Friday, July 30, 2010

A state based exposition of the Non Blocking Linked List by Timothy Harris

Continuing my efforts to use a state based approach to some simple lock free data structures, this time I take a shot at the Pragmatic Implementation of Non-Blocking Linked-Lists by Timothy Harris. To follow this post, besides the obvious need for knowledge of the (simply) linked list data structure, you must know what lock free algorithms try to achieve, their fundamental limitations, the restrictions modern hardware imposes upon us when it comes to multithreading and the operations provided to overcome these, namely what Compare-And-Swap is.
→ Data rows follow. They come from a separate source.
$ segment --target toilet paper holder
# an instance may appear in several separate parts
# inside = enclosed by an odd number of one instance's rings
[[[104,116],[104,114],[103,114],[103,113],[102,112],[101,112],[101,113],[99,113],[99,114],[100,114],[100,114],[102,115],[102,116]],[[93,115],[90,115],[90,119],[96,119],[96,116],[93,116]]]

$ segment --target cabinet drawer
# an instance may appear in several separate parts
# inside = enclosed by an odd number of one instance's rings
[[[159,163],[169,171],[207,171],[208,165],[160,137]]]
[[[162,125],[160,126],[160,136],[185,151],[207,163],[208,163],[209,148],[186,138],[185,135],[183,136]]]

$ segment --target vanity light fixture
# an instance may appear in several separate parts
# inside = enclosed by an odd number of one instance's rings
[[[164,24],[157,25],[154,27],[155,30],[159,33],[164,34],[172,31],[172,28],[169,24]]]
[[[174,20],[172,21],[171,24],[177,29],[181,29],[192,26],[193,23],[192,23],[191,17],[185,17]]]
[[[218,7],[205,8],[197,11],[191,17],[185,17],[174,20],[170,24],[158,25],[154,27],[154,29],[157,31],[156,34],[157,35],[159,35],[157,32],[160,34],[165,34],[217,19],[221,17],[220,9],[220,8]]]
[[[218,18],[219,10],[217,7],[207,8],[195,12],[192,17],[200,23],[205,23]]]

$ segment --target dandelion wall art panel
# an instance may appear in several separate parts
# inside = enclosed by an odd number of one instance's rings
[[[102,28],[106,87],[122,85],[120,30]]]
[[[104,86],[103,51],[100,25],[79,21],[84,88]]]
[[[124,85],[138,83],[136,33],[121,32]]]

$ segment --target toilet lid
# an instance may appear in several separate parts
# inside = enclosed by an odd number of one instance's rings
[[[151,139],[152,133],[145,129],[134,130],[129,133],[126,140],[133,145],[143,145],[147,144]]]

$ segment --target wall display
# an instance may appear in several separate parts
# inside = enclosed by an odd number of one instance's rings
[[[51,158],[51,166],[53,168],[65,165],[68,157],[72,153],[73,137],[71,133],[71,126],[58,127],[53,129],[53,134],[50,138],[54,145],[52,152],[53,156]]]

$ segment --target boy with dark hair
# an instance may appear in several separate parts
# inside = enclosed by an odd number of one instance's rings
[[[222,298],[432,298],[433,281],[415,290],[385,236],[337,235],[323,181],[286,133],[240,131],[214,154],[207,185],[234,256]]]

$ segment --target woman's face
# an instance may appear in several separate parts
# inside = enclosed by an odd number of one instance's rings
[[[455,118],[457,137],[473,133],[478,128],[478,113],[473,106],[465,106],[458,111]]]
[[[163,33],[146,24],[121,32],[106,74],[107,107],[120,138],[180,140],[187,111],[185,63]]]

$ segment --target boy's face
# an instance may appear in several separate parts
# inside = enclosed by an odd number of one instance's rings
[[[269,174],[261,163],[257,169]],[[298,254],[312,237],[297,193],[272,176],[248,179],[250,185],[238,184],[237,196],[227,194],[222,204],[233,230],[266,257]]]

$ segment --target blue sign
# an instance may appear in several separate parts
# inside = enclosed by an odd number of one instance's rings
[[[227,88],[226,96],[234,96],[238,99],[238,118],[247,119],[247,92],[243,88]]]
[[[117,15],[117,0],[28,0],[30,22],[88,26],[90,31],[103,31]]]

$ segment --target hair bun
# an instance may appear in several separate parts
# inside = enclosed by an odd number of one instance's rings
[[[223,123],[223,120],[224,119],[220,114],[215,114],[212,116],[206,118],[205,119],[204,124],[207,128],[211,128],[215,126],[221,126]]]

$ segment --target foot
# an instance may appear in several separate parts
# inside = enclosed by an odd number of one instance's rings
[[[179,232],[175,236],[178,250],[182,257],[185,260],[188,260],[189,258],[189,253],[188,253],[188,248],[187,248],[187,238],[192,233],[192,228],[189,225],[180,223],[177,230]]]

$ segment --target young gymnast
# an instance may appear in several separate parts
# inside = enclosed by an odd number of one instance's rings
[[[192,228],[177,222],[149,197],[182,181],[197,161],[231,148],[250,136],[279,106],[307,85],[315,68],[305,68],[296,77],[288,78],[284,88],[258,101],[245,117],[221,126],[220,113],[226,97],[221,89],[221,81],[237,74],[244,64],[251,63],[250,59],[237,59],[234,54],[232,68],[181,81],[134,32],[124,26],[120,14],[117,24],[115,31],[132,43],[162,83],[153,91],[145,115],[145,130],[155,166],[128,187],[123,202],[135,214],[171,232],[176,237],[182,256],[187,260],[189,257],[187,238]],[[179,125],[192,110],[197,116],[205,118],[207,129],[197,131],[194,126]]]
There are no bindings to a specific programming language, but if you are familiar with one and its supporting memory model you should be able to follow more easily.

Delving a little deeper into the state-based approach

In my previous post, I glossed over the details of state transitioning and its underlying theory, a transgression allowed by the simplicity of the examined algorithm. However, in this case, some (very little) groundwork has to be laid first so that the following exposition will make some kind of sense.
The basic idea is that we define a global state (corresponding to the memory shared by all threads) and operations on it (the actual code) in a way that all possible values of this global state are possible and legal and the result of one of the possible operations. Each thread can examine the current value of the state and perform an operation based on it so that even in the face of a race condition, there is no possibility of ending up with an invalid structure. The result is an algorithm that requires no use of locking/mutex mechanisms, since the concept of atomicity is embedded in the state.
At the state diagrams I will present later on, there are two kind of transitions between values of the state. One is the result of an operation by a thread on the shared memory region, usually a CAS operation, that either succeeds or fails (always both outcomes are taken into consideration). This transitions between values that are fundamentally different and basically are new values for the shared memory region. The other kind of transition is an equivalence between two state values that although they are notationally different, they represent the instance of the shared memory region.
(I open a side note here to digress a bit. This is a notion that is foreign to the imperative paradigm but comes naturally in functional programming. That is, of course, to be expected: State transitioning is, basically, a functional construct, so whereas in imperative programming - as those of you who read the paper by Harris will note, is the paradigm he uses - we have loops and conditionals to check our current state, in my diagrams we will have what loosely relates to pattern matching in functional programming. My next post will expose more about these parallels and also formalize my work a bit more).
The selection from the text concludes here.